Se detuvo en una cancela al otro lado de la carretera, jugueteando con el pestillo. El caballo agitó la cabeza y su aliento era como una lanza plateada en el aire nocturno. De repente las luces de otro coche que avanzaba hacia ellos aparecieron en la carretera.

– ¡Atrás! -gritó Sam-. ¡Atrás!

Alice retrocedió en cuclillas mientras tironeaba con fuerza de las riendas del caballo que se alejó al trote de la cancela. Los chicos volvieron a tumbarse sobre el suelo.

Pero el coche no pasó a toda velocidad como habían supuesto. Aminoró al acercarse, se detuvo en mitad de la carretera y después avanzó hacia la cancela de entrada. Los faros barrieron el campo haciendo que los árboles en la linde del bosque de Wistman se recortaran claramente. Oyeron el crujido del freno de mano antes de que las luces disminuyeran y el motor se apagara. El coche se había detenido al otro lado del seto, a no más de dos metros de donde los chicos estaban tumbados.

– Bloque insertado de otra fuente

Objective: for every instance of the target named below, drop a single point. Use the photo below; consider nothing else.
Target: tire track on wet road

Mantuvieron las cabezas agachadas por un tiempo. Tras unos minutos, del coche les llegó un gimoteo, seguido por un profundo suspiro.

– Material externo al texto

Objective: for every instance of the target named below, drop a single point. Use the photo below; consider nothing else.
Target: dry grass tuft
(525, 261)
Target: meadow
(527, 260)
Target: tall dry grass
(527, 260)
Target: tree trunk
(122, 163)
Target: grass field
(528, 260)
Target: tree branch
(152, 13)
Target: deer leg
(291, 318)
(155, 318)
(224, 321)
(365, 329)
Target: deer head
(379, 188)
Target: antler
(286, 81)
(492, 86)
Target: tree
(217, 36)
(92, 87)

Clive, con un lado del rostro apretado contra el suelo, murmuró un insulto. Era una pareja acaramelada.

– Puede que estén ahí horas.

– Depende -susurró Terry a través de los dientes apretados.

– ¿De qué? -Sam pensaba en Alice tratando de mantener al caballo en silencio al otro lado de la carretera.

– De si ella cede.

Esperaron. Del interior del coche les llegó un ligero chillido de protesta. Entonces se volvió a hacer el silencio. Terry se puso de rodillas, intentando echar un vistazo en el interior.

– Con cuidado -dijo Clive-. Con cuidado.

Terry se arrastró por la cuneta, y empujó su cabeza a través del seto. Las ventanas del coche estaban empañadas por el vaho, pero la forma era inconfundible, en el asiento del pasajero se veían los pechos de una mujer expuestos a la luz de la luna. El conductor puso su cabeza entre los pechos desnudos, y agarró un fuerte pezón con los dientes.

– ¡Hey! -dijo Terry-. ¡Hey!

De repente se puso tenso.

– ¡No me lo puedo creer! -susurró.

Empujó la cabeza aun más adentro del enredado seto.